Expanding the “Test The Waters” Rule: Weighing Opportunities and Risks

Welcome to the February 2019 edition of our newsletter!  In this issue, we’ll examine the potential impact of the SEC expanding its “test the waters” rules to smaller companies.

If Small Companies Test IPO Waters, Will Investors Get Bitten?

As part of the 2012 JOBS Act, companies with revenue under $1 billion were able to solicit feedback from investors – typically larger money managers – before considering an initial public offering, a process that came to be known as “testing the waters.”  A recent statement by the SEC has proposed lifting the revenue limit altogether, allowing “all issuers, including investment company issuers” to participate, not just “emerging growth companies” which meet the criteria laid out in the 2012 law.

In announcing the move, SEC Chairman Jay Clayton said expanding access would lower the cost of raising capital in public markets.  But the move also carries risks, even if those risks are diluted when large institutional investors are involved (thus limiting damage that could be done to, say, individual retirement accounts invested in those funds.)  The SEC acknowledged the risk posed to investors who relied on the earlier information, rather than later formal offering documents, to make an investment decision, and asserted with some measure of confidence that “We expect such potential adverse effects on investors to be mitigated by several factors, including the general applicability of anti-fraud provisions of the federal securities laws.”

Private Companies Seeking Public Capital – Equal to Trouble?

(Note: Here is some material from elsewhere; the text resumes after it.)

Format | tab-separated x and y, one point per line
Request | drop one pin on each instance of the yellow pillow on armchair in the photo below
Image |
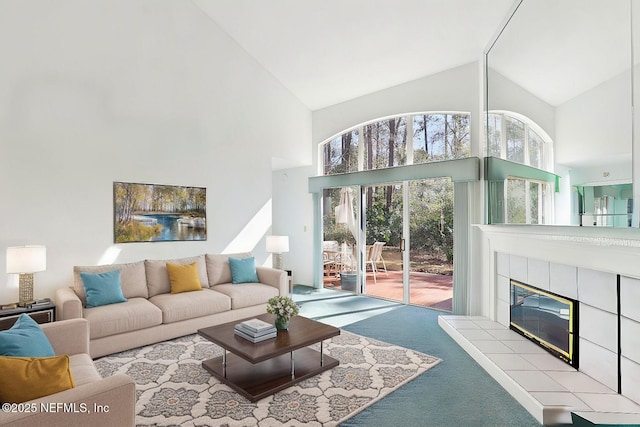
28	378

Creating further grey areas that could allow earlier stage growth companies to access public market capital without simply going public would seem to carry risks, which may or may not be mitigated as the commission asserts.  We have seen some companies raise millions via private placements, raising their public profile in the process, only to become embroiled in various scandals which, if they were publicly traded at the time, would have had an adverse effect on a broader range of investors.  In a way, such scandals have been a proxy for the pitfalls of the SEC’s push to expand access to capital.  While investors, when confronted when violent markets wings caused by actions of an “immature” company or its management, typically can only find recourse via litigation, will broadening access create other layers of liability?  Although the rule as proposed restricts access to “qualified institutional buyers” and “institutional accredited investors” – stating in part that “the Commission’s rules have long recognized that QIBs and accredited investors have a level of financial sophistication and ability to sustain investment losses that render the protections of the Securities Act’s registration process unnecessary” – it does not state what penalties, if any, would be imposed upon new issuers if they did include misleading information in “test the waters” communication.   This leaves the burden to perform due diligence on the investor, and presumably once again leaves litigation as the main recourse if fraud is suspected or other adverse events occur.  While growing companies developing innovative technologies or needed products that have yet to come to market are inherently appealing, investors seem obligated to rely on their own information to vet new issuer offerings, given that the rules differ from traditional public market communications.